最后,小刀的目光落在我身上,语气缓和了一些,说道:“陈默,你负责通过犯罪心理学,分析失踪者和死者的共性,包括他们的性格、职业、生活习惯、失踪前的情绪状态,推测公交出现的规律,分析阴邪之物的作案动机,协助我们找到突破口,同时,利用你的痕迹鉴定知识,勘察废弃公交站和案发现场,查找可能被我们忽略的线索。”
“明白!”我点了点头,语气坚定,握紧了手中的台灯,心里充满了信心。虽然,我还没有真正面对过阴邪之物,还不知道等待我的是什么,可我知道,我不是一个人在战斗,小刀、林晚、老鬼、赵磊,我们将组成一支小队,并肩作战,一起面对那些诡异而可怕的阴邪之物,一起查**相,一起守护人间安宁。

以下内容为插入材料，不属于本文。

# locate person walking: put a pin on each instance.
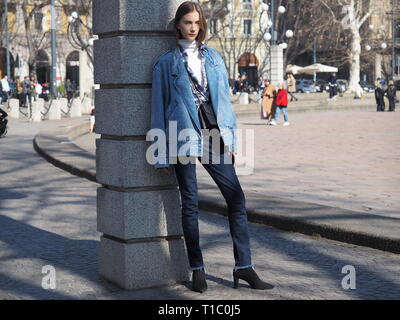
(332, 82)
(70, 90)
(5, 88)
(291, 86)
(268, 101)
(379, 98)
(391, 95)
(26, 94)
(18, 85)
(186, 97)
(281, 106)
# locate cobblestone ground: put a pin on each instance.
(48, 217)
(348, 159)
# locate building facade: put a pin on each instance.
(29, 29)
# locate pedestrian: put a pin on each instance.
(5, 88)
(26, 93)
(268, 101)
(181, 97)
(244, 84)
(332, 83)
(92, 120)
(391, 95)
(70, 90)
(1, 93)
(291, 86)
(358, 93)
(33, 88)
(281, 106)
(379, 98)
(18, 84)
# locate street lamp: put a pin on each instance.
(74, 36)
(276, 49)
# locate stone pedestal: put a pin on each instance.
(14, 106)
(37, 108)
(76, 108)
(138, 207)
(86, 105)
(55, 111)
(244, 98)
(64, 105)
(276, 65)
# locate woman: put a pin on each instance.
(268, 100)
(191, 95)
(291, 86)
(281, 106)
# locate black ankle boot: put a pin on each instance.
(250, 276)
(199, 283)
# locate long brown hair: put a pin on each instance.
(185, 8)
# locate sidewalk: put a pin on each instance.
(48, 218)
(264, 205)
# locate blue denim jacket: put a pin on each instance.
(173, 100)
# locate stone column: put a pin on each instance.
(276, 65)
(14, 105)
(138, 208)
(378, 66)
(85, 78)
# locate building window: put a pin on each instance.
(38, 21)
(213, 26)
(247, 4)
(247, 27)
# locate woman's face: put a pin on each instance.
(189, 25)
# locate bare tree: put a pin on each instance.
(229, 32)
(351, 17)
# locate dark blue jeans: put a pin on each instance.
(226, 179)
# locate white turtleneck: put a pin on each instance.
(194, 57)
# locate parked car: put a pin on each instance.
(45, 91)
(321, 86)
(342, 85)
(304, 85)
(13, 90)
(367, 87)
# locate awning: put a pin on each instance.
(317, 67)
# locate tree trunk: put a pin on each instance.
(355, 59)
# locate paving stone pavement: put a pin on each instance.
(348, 159)
(48, 217)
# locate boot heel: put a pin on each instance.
(235, 282)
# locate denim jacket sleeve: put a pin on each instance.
(159, 92)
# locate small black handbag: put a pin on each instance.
(206, 110)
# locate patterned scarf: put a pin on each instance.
(203, 95)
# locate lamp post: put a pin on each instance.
(75, 39)
(53, 51)
(7, 39)
(275, 49)
(394, 23)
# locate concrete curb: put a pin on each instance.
(57, 148)
(311, 105)
(357, 228)
(276, 217)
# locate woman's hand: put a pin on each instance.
(164, 170)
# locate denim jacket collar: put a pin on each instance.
(179, 72)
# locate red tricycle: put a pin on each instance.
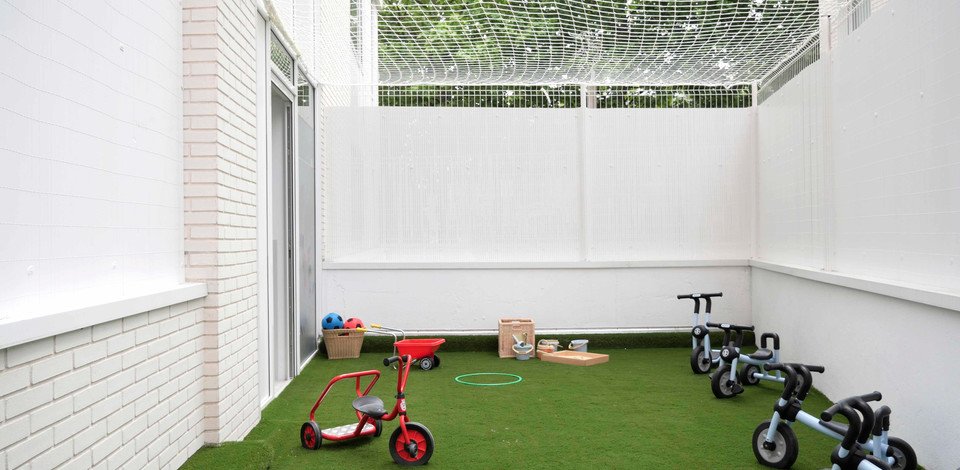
(410, 444)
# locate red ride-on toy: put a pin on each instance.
(410, 444)
(421, 350)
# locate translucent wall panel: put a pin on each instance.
(91, 154)
(442, 184)
(792, 141)
(880, 197)
(430, 184)
(669, 184)
(897, 146)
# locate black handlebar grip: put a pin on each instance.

“明白!”我们四人,齐声应道,语气坚定,声音在寂静的厂房里回荡,带着一股不容置疑的决心和勇气。
台灯的微光,照亮了我们四人的脸庞,也照亮了桌上的绝密调令和那盏黑色的台灯。夜色依旧漆黑,废弃纺织厂的阴冷气息,依旧萦绕在身边,厂房外的风,依旧在“呜呜”地吹着,像是有人在哭泣,又像是有人在低语,透着一股诡异的氛围。可我的心中,却没有丝毫恐惧,只有坚定与勇气,还有一丝期待。
我知道,从接过这份绝密调令、加入741局的那一刻起,我的人生,就彻底改变了。我将告别之前的平静生活,告别刑侦队的一切,告别我熟悉的一切,直面那些诡异而可怕的阴邪之物,踏上一条充满危险与未知的道路。这条道路,或许布满荆棘,或许充满坎坷,或许会让我付出生命的代价,可我不会后悔,也不会退缩。
我想起了那些诡异的案子,想起了死者脸上的恐惧,想起了那张诡异的“夜14路”公交票,想起了自己心中的那根刺,想起了小刀、林晚、老鬼、赵磊,想起了我们许下的承诺。我知道,我们的任务,注定不会轻松,这辆午夜循环公交背后的阴邪之物,一定很狡猾、很**,我们会面临很多危险,会遇到很多困难,可我们不会放弃,我们会并肩作战,一起克服所有的困难,一起清除阴邪之物,一起查清所有的真相。
我也知道,我不是一个人在战斗,小刀、林晚、老鬼、赵磊,我们将组成一支小队,彼此信任,彼此依靠,一起面对那些诡异而可怕的阴邪之物,一起守护人间安宁,一起为那些被阴邪之物伤害的无辜者,讨回公道。
而那辆午夜循环公交,那辆不存在的夜14路,将是我们小队成型后的第一个考验,也是我入局741局,揭开超自然世界神秘面纱的第一步。它背后,藏着多少秘密?那些失踪的人,到底在哪里?背后作祟的阴邪之物,到底是什么?这一切,都等待着我们去查清,去揭开。